Well, Friday I was to meet with Rich to sign the divorce papers, and get everything notarized. Some might think of it as a "bad" thing, however I see it as a real start to the divorce proceedings. Which is also a fresh start for me.

I have learned through all of my reflections that you should never change for anyone, be happy with yourself and if others cannot accept that then they are not worth your time. I have also learned alot about myself, my likes and dislikes in a partner, what I put up with in this marriage and will never do again, life is a blessing so enjoy it and do everything to smile and make the ones you love smile too. I have learned alot of other things, but I will not get into all of that ;-) .

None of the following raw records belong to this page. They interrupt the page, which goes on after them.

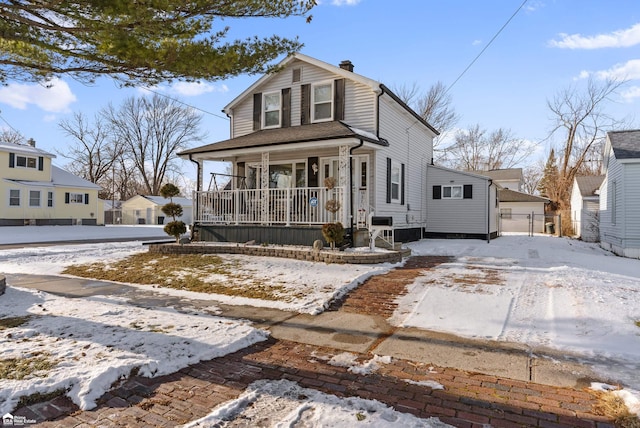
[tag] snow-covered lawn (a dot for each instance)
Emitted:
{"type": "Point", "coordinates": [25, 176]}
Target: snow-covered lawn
{"type": "Point", "coordinates": [542, 291]}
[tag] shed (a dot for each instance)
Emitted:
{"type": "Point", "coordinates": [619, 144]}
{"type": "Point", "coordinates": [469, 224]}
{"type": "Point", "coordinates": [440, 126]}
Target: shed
{"type": "Point", "coordinates": [460, 204]}
{"type": "Point", "coordinates": [145, 209]}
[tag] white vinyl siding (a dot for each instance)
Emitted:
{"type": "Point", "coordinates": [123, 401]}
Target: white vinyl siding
{"type": "Point", "coordinates": [360, 100]}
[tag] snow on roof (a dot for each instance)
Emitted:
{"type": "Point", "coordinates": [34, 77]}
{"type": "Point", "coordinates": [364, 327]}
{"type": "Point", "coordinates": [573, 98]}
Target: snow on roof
{"type": "Point", "coordinates": [60, 177]}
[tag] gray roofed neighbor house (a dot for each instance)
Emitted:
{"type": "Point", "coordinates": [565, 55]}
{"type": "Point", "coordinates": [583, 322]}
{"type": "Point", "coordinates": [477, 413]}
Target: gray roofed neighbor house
{"type": "Point", "coordinates": [293, 134]}
{"type": "Point", "coordinates": [506, 195]}
{"type": "Point", "coordinates": [625, 144]}
{"type": "Point", "coordinates": [589, 184]}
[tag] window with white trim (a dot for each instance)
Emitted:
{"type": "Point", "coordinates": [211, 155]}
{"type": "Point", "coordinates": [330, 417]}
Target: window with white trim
{"type": "Point", "coordinates": [34, 198]}
{"type": "Point", "coordinates": [505, 213]}
{"type": "Point", "coordinates": [322, 102]}
{"type": "Point", "coordinates": [396, 181]}
{"type": "Point", "coordinates": [14, 197]}
{"type": "Point", "coordinates": [26, 162]}
{"type": "Point", "coordinates": [451, 192]}
{"type": "Point", "coordinates": [76, 198]}
{"type": "Point", "coordinates": [271, 108]}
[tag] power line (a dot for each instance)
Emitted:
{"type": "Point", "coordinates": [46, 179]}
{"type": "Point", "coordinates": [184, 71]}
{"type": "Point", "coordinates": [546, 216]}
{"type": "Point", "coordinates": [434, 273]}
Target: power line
{"type": "Point", "coordinates": [185, 104]}
{"type": "Point", "coordinates": [487, 45]}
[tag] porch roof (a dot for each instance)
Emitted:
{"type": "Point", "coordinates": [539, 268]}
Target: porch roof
{"type": "Point", "coordinates": [294, 134]}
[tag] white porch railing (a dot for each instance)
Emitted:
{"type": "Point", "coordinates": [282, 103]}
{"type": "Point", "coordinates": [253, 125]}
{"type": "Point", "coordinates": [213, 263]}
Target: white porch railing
{"type": "Point", "coordinates": [302, 205]}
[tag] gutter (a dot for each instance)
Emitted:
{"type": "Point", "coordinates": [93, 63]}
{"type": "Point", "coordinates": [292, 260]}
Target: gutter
{"type": "Point", "coordinates": [351, 185]}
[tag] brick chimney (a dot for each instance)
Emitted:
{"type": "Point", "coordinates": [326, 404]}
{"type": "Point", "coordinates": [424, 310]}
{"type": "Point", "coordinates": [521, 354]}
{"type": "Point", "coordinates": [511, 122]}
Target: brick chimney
{"type": "Point", "coordinates": [346, 65]}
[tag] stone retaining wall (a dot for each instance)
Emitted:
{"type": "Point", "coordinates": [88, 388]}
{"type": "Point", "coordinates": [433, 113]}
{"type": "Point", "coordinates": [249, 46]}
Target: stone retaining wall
{"type": "Point", "coordinates": [299, 253]}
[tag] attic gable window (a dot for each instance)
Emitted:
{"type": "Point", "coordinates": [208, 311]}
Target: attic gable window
{"type": "Point", "coordinates": [271, 108]}
{"type": "Point", "coordinates": [322, 102]}
{"type": "Point", "coordinates": [26, 162]}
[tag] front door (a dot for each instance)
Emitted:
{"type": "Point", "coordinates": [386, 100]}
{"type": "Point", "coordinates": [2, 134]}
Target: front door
{"type": "Point", "coordinates": [329, 167]}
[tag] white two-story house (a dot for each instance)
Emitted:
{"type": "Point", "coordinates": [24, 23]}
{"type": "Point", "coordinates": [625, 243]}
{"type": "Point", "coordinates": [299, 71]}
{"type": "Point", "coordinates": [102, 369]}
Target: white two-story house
{"type": "Point", "coordinates": [36, 192]}
{"type": "Point", "coordinates": [314, 136]}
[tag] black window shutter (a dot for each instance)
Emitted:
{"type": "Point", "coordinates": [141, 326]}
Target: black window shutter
{"type": "Point", "coordinates": [257, 111]}
{"type": "Point", "coordinates": [402, 184]}
{"type": "Point", "coordinates": [312, 173]}
{"type": "Point", "coordinates": [338, 99]}
{"type": "Point", "coordinates": [388, 180]}
{"type": "Point", "coordinates": [437, 192]}
{"type": "Point", "coordinates": [467, 191]}
{"type": "Point", "coordinates": [286, 107]}
{"type": "Point", "coordinates": [305, 104]}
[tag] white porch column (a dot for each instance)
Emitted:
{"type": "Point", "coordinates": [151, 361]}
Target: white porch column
{"type": "Point", "coordinates": [343, 182]}
{"type": "Point", "coordinates": [264, 186]}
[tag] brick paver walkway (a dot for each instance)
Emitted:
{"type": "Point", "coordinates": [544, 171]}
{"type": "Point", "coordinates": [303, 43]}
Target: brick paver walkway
{"type": "Point", "coordinates": [467, 400]}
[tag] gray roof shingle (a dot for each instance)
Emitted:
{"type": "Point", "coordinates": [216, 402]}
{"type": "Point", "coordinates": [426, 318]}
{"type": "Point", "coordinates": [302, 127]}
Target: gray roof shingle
{"type": "Point", "coordinates": [293, 134]}
{"type": "Point", "coordinates": [625, 144]}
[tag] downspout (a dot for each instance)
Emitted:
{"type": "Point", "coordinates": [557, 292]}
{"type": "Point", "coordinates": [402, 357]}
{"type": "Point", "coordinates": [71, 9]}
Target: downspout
{"type": "Point", "coordinates": [489, 211]}
{"type": "Point", "coordinates": [351, 185]}
{"type": "Point", "coordinates": [198, 188]}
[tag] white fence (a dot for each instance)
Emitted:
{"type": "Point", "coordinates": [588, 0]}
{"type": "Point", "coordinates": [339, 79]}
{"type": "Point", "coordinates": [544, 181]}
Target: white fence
{"type": "Point", "coordinates": [302, 205]}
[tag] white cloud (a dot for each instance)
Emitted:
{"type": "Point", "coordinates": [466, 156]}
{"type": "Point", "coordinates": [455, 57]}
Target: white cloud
{"type": "Point", "coordinates": [188, 89]}
{"type": "Point", "coordinates": [345, 2]}
{"type": "Point", "coordinates": [617, 39]}
{"type": "Point", "coordinates": [629, 70]}
{"type": "Point", "coordinates": [54, 97]}
{"type": "Point", "coordinates": [631, 94]}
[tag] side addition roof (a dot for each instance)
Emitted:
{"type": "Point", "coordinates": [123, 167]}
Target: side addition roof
{"type": "Point", "coordinates": [507, 195]}
{"type": "Point", "coordinates": [625, 144]}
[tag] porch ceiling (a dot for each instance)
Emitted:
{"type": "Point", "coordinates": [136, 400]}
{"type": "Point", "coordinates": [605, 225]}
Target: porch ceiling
{"type": "Point", "coordinates": [270, 138]}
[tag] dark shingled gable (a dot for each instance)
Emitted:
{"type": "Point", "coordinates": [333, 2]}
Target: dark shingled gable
{"type": "Point", "coordinates": [294, 134]}
{"type": "Point", "coordinates": [625, 144]}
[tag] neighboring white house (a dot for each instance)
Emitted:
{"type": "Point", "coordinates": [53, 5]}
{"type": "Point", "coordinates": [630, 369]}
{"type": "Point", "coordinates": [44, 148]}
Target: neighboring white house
{"type": "Point", "coordinates": [508, 178]}
{"type": "Point", "coordinates": [585, 207]}
{"type": "Point", "coordinates": [521, 212]}
{"type": "Point", "coordinates": [620, 194]}
{"type": "Point", "coordinates": [460, 204]}
{"type": "Point", "coordinates": [37, 192]}
{"type": "Point", "coordinates": [148, 210]}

And of course, for the "event" I got all dolled up and looking gorgeous just to rub it in a little how well I am doing without him, and how happy I really am. And make him think, WOW I AM AN IDIOT! Because, truthfully, he is. I am a catch, and he is going to have to live without me for the rest of his life!

Well, anyways he bailed. Not the first time, and boy did it piss me off. I have been nothing but pleasant and easy to deal with for all of this... up until Friday.

I gave him a piece of my mind, and I am pretty sure I got the message across that this is HIS divorce and he needs to get his act together to make it happen. If he didn't want it, he shouldn't have asked for it. Not only that, I am done being agreeable and working around his schedule/location/etc. At this stage it is all a big inconvenience for me and I am not going to inconvenience myself further to make the divorce easy on him. Because he most certainly didn't think of me when he asked for it in the first place.

So I have rescheduled everything for Wednesday, at a location of my choice, the time I want it, etc. If it doesn't happen Wednesday, he can forget about me cooperating for anything. This is all getting old, and fast.

Well, Off to work I am, have a lovely day.